Before Zillow's meltdown, national iBuyer market share surged to another all-time high, blowing past all previous records by a wide margin. In Q3 2021, iBuyers accounted for 1.6 percent of all homes purchased in the U.S. That's around 28,000 homes, nearly double the 15,000 homes purchased by iBuyers in Q2.

 
 

The situation will certainly change with Zillow exiting the market and seasonality kicking in during Q4 2021. But for the time being, iBuyers have never been bigger, and Opendoor is now left as the undisputed category leader.

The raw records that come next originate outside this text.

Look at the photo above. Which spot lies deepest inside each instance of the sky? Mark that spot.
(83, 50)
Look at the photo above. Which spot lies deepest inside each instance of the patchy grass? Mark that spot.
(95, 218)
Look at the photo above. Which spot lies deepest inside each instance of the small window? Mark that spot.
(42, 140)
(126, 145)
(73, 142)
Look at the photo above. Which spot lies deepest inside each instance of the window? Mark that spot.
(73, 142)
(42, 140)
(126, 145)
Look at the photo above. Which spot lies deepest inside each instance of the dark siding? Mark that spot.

Also noteworthy: iBuyer Market share in Phoenix, the largest iBuyer market, peaked to a new high of 10.8 percent. This is the first time iBuyers have exceeded 10 percent market share in a major market -- a significant, if temporary, achievement.

 
 

Opendoor's Earnings: Painfully Normal

Both Opendoor and Zillow scaled their iBuying operations tremendously in Q3, but while Zillow's business spectacularly imploded, Opendoor demonstrated critical economies of scale. As it grows, its net loss per home is improving.

 
 

These charts show net profit/loss based on simple math: total net profit/loss for the business divided by the number of houses sold (excluding stock-based compensation expense). The result is a benchmark of business model efficiency.

While Opendoor and Offerpad improved their net profit/loss in 2021 (benefiting from record home price appreciation), Zillow's just got worse (and that's excluding the $304M inventory writedown) -- another reason Zillow Offers just wasn't working out.

 
 

As it scales, Opendoor's revenue (and gross profits) are increasing faster than fixed and variable costs. That's a positive sign, and something critically important to Opendoor's growth and profitability narrative.